Arquitecturas, comités, crisis, reguladores, sabía cómo se cae un core a las 3 a.m.

Sabía qué le duele a un banco cuando un sistema falla.

Lo que no sabía… era vender, el primer día en ventas fue brutal, nadie le pidió su opinión técnica.

Nadie le preguntó por su diseño, la única pregunta qu le hicieron fue:

—“¿Cuántos prospectos traes?”

Martín sintió vértigo.

En TI, el respeto venía por lo que sabías, en ventas, por lo que generabas.

Aprendió rápido que vender no es convencer, es escuchar sin corregir, es dejar que el cliente llegue solo a la conclusión.

📌 Su primer error fue hablar demasiado.

📌 Su segundo, querer demostrar que sabía más.

📌 Su tercer aprendizaje fue clave: El cliente no compra tecnología, compra tranquilidad

Empezó a cambiar, dejó de hablar de frameworks y empezó a hablar de riesgos evitados, dejó de mostrar diagramas y empezó a contar historias de lo que pasa cuando algo falla.

¡Perdió ventas!, también ganó algunas, pero cuando ganó, ganó bien, porque hablaba el idioma del dolor real.

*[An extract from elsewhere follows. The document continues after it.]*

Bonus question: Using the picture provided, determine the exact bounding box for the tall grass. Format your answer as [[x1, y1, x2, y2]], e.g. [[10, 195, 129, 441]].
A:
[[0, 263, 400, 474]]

Un día, un cliente le dijo algo que no olvidó: “Por fin alguien que no me vende humo.”

Martín entendió su ventaja competitiva, no era ser vendedor, era ser ex-CTO.

“La experiencia técnica no te hace vender, pero te permite no mentir.”

Hoy, Martín no cierra más ventas que otros, cierra mejores.

Y descubrió algo que no le enseñaron en 30 años de carrera: vender también es una forma de servir.